My friends were told not to mix with me because I had bad character. They even implied that I had a "crush" on the youth pastor, which make me want to vomit even to this day. At one point, the youth pastor actually sat me down and told me that after talking at length to the pastor, his advice for me was what "Paul said -- to put people like you out of the church." To this day I have no idea what that meant, where that is found in scripture and what that implied. Again, I was 13. I quietly contemplated suicide for a year over the event.

[Jack,] I'm sure you understand my reasons for staying (MUCH of what I've read in your bio/book excerpts hits it on the head). For you to appreciate the disposition with which I accepted my "station," I have to explain my thinking. The question I asked myself is how could it be that having the great misfortune of being abandoned and unloved by both parents, I would then be delivered by a God -- I know to be gracious -- into the hands of such heinous beings? I could not deny the seemingly obvious answer: the common denominator was me. My proclivity to believe such a lie had been nurtured within me since birth.

In the end, it was the pastor's treatment of others that made me leave. While he owned up to six vehicles at a time -- the church paying most of his and his kid's insurance, cell phones and vacations -- his staff was required to file income tax as "self-employed" on minimum wage salaries, while his son and daughter made just a fraction less than he paid himself. He lived in a luxury home with a guesthouse, constantly remodeling and adding on, while his personal secretary of seven years was on HUD (welfare) housing.

He controls everything and everyone around him, and his contempt for others is only checked when it's necessary to maintain his "kingdom." He categorizes everyone he comes into contact with according to his perception of their power. Some of his final words to me before I left for college were that I'd never paid a sufficient price to be close to his family, that I would never be anything more important than a secretary, that because of my weight (which I've always struggled with) "no one of any importance would ever acknowledge, respect or speak to me." I would be "completely ignored by anyone of significance," and the only reason anything good was happening to me was because I used to rub his feet for him when I was younger.

I recently took an older man's advice and sat down, trying to think of something good, something altruistic ... any good act or small kindness ... I sat and sat some more ... and I honestly couldn't think of one thing he'd done that wasn't to further his own dynasty. After years of working through tough emotions and memories, I have come to a place of real healing about it all. I realize several things:

• First, this man is not nearly as important as he believes he is. While his influence is greater and more far reaching than it ever had any right to be, there will be a day when he answers for his actions -- period.
• Second, though it wasn't always so, I am thankful for a God that is patient and slow to anger.
• Third, though I can't say I'm thankful about the pastor, I am thankful for the experience. I believe I will avoid pitfalls I wouldn't have known existed because of him, and I will be able to live a better life for it. He is everything I never want to be.

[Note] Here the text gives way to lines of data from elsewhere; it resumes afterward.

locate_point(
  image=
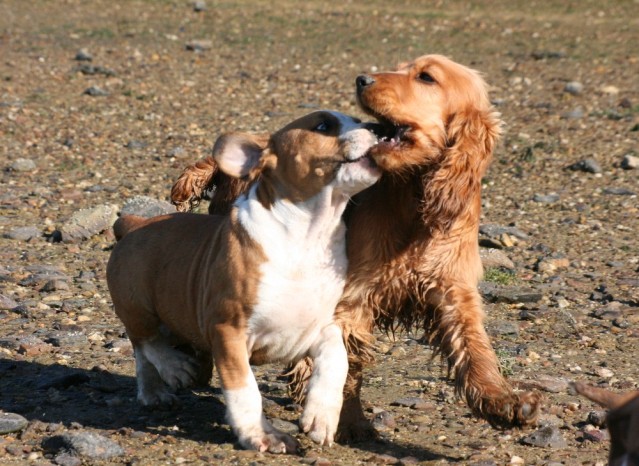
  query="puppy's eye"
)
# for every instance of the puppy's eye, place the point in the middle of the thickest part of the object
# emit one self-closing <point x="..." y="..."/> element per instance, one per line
<point x="322" y="127"/>
<point x="425" y="77"/>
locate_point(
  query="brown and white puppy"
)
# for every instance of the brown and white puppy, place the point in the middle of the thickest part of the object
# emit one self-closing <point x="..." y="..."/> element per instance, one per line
<point x="259" y="285"/>
<point x="412" y="237"/>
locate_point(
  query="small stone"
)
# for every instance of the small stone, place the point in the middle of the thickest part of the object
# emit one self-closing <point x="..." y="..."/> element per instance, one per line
<point x="135" y="144"/>
<point x="83" y="55"/>
<point x="11" y="422"/>
<point x="495" y="231"/>
<point x="95" y="91"/>
<point x="503" y="327"/>
<point x="7" y="303"/>
<point x="596" y="435"/>
<point x="545" y="437"/>
<point x="199" y="6"/>
<point x="84" y="444"/>
<point x="285" y="426"/>
<point x="22" y="165"/>
<point x="610" y="90"/>
<point x="199" y="45"/>
<point x="384" y="420"/>
<point x="574" y="87"/>
<point x="508" y="294"/>
<point x="604" y="372"/>
<point x="573" y="114"/>
<point x="630" y="162"/>
<point x="597" y="418"/>
<point x="495" y="258"/>
<point x="588" y="165"/>
<point x="546" y="198"/>
<point x="145" y="206"/>
<point x="86" y="223"/>
<point x="55" y="285"/>
<point x="619" y="191"/>
<point x="23" y="233"/>
<point x="550" y="265"/>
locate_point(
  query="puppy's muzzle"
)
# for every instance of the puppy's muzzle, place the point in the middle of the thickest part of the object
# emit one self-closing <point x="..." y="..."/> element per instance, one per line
<point x="363" y="81"/>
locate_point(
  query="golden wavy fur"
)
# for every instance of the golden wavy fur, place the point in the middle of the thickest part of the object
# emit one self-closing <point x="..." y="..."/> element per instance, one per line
<point x="412" y="237"/>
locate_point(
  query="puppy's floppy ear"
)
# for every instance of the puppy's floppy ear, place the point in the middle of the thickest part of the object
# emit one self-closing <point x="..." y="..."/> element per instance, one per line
<point x="189" y="188"/>
<point x="455" y="186"/>
<point x="238" y="154"/>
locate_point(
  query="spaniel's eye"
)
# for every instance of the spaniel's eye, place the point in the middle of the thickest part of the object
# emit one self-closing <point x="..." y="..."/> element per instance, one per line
<point x="322" y="127"/>
<point x="425" y="77"/>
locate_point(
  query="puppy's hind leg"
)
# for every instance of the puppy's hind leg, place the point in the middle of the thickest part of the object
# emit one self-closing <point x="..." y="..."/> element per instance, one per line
<point x="176" y="369"/>
<point x="152" y="391"/>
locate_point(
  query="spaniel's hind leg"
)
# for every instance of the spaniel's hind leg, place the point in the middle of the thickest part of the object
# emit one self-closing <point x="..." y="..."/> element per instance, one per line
<point x="455" y="328"/>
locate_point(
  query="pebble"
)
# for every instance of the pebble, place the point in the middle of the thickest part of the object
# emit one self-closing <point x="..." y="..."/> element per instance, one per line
<point x="135" y="144"/>
<point x="588" y="165"/>
<point x="22" y="165"/>
<point x="546" y="198"/>
<point x="545" y="437"/>
<point x="574" y="87"/>
<point x="11" y="422"/>
<point x="503" y="327"/>
<point x="83" y="55"/>
<point x="199" y="45"/>
<point x="86" y="223"/>
<point x="55" y="284"/>
<point x="495" y="258"/>
<point x="83" y="444"/>
<point x="508" y="294"/>
<point x="285" y="426"/>
<point x="95" y="91"/>
<point x="145" y="206"/>
<point x="384" y="420"/>
<point x="573" y="114"/>
<point x="596" y="435"/>
<point x="7" y="303"/>
<point x="550" y="265"/>
<point x="23" y="233"/>
<point x="199" y="5"/>
<point x="495" y="231"/>
<point x="630" y="162"/>
<point x="547" y="384"/>
<point x="619" y="191"/>
<point x="597" y="418"/>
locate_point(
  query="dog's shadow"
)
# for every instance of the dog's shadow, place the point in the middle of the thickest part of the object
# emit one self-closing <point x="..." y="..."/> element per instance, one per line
<point x="76" y="398"/>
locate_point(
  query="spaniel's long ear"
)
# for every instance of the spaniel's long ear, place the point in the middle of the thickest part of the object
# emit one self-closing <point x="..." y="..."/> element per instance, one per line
<point x="191" y="185"/>
<point x="454" y="187"/>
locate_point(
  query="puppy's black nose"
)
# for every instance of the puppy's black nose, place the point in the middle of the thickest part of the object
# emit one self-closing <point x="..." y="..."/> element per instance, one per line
<point x="362" y="81"/>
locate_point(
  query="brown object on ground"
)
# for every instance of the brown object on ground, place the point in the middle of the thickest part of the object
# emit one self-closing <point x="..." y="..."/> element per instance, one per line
<point x="623" y="422"/>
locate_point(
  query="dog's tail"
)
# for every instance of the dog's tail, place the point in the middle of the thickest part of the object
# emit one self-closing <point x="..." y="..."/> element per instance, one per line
<point x="195" y="180"/>
<point x="127" y="224"/>
<point x="602" y="397"/>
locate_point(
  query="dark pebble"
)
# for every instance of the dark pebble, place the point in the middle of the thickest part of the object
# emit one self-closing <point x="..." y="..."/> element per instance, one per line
<point x="11" y="422"/>
<point x="84" y="444"/>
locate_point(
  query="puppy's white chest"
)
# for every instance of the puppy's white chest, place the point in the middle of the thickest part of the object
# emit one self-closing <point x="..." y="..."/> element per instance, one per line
<point x="300" y="282"/>
<point x="296" y="299"/>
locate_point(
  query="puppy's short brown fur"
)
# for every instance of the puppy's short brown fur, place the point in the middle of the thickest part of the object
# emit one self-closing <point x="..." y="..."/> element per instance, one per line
<point x="257" y="285"/>
<point x="412" y="237"/>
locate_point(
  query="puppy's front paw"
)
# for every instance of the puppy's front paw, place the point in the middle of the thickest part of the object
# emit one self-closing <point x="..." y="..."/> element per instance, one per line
<point x="320" y="421"/>
<point x="271" y="440"/>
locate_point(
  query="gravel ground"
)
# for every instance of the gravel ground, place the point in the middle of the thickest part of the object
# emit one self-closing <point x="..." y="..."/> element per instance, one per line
<point x="103" y="102"/>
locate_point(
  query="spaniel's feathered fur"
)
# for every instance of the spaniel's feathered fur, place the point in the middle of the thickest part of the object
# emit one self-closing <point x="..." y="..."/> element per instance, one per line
<point x="412" y="237"/>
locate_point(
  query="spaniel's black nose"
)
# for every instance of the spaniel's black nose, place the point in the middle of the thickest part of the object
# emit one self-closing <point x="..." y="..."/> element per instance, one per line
<point x="363" y="81"/>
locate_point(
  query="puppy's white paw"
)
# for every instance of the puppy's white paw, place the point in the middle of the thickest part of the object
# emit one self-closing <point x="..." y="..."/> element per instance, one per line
<point x="271" y="440"/>
<point x="320" y="421"/>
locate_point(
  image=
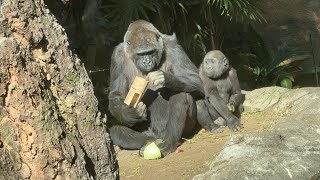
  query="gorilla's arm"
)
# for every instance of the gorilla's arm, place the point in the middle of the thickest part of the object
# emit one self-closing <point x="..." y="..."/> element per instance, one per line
<point x="236" y="96"/>
<point x="119" y="89"/>
<point x="184" y="74"/>
<point x="216" y="101"/>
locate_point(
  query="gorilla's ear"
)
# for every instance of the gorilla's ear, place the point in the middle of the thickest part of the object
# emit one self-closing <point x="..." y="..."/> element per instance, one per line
<point x="126" y="39"/>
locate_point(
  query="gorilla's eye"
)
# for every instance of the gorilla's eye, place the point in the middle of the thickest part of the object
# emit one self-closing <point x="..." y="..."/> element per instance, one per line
<point x="209" y="61"/>
<point x="146" y="52"/>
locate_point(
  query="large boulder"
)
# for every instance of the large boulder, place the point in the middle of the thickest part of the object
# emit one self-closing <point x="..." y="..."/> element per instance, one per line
<point x="291" y="150"/>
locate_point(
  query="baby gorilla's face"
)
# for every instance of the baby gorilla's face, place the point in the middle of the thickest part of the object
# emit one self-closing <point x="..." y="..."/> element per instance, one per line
<point x="215" y="64"/>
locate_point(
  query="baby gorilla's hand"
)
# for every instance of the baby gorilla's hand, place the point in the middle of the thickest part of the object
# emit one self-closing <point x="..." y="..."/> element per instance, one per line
<point x="231" y="107"/>
<point x="156" y="78"/>
<point x="234" y="123"/>
<point x="141" y="110"/>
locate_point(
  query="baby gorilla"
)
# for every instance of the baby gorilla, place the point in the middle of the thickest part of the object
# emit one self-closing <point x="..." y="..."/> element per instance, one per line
<point x="222" y="91"/>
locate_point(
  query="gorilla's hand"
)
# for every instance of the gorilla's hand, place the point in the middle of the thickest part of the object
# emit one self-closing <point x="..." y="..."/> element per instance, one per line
<point x="141" y="110"/>
<point x="231" y="107"/>
<point x="234" y="123"/>
<point x="139" y="113"/>
<point x="156" y="78"/>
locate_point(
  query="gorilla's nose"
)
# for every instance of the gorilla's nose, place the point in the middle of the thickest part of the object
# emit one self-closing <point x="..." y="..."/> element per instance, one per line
<point x="147" y="62"/>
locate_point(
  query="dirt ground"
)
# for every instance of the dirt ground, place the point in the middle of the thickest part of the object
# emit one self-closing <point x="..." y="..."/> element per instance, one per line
<point x="198" y="153"/>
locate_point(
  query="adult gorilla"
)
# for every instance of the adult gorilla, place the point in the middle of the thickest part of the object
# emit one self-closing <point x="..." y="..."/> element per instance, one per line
<point x="167" y="109"/>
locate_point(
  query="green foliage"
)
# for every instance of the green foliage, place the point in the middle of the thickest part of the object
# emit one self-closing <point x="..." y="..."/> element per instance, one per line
<point x="280" y="71"/>
<point x="239" y="10"/>
<point x="287" y="82"/>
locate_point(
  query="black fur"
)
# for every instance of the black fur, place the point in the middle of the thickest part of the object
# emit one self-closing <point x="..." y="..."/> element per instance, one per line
<point x="171" y="110"/>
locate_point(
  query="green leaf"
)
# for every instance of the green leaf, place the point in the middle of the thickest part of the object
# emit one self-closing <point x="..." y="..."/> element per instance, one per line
<point x="286" y="83"/>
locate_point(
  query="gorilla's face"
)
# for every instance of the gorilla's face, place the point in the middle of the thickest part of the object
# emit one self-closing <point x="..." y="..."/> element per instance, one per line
<point x="215" y="64"/>
<point x="145" y="49"/>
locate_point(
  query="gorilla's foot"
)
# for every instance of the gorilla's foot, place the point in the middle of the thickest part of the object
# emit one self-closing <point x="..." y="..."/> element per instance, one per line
<point x="218" y="129"/>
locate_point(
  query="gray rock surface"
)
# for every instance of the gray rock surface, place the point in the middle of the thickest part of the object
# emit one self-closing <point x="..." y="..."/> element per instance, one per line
<point x="291" y="150"/>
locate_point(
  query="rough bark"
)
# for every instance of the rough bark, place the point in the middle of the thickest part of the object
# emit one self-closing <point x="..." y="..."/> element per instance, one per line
<point x="50" y="127"/>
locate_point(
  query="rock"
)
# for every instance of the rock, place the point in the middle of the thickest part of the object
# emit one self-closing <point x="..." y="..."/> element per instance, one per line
<point x="291" y="150"/>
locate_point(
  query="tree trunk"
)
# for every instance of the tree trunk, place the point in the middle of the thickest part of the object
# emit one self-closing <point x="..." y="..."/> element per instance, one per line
<point x="50" y="127"/>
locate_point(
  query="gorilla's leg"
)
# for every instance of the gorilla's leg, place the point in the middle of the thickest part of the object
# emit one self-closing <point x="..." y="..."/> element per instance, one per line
<point x="207" y="117"/>
<point x="128" y="138"/>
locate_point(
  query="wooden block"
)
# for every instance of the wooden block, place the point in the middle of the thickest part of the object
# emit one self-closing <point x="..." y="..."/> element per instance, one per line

Thank you for your wonderful writings. Again, I've never heard my own thoughts on the subject articulated so well. I appreciate your writing and look forward to reading more.

--Amanda

After reading Amanda's story, can you see why I have written "Recovering from Religious Abuse: 11 Steps to Spiritual Freedom"? Do you understand how Amanda and people like her need help to recover? Amanda's story is heart wrenching, but it's just one of many -- perhaps millions -- each of which needs to be brought to the light.

Men loved the darkness rather than the light for their deeds were evil (John 3:19b).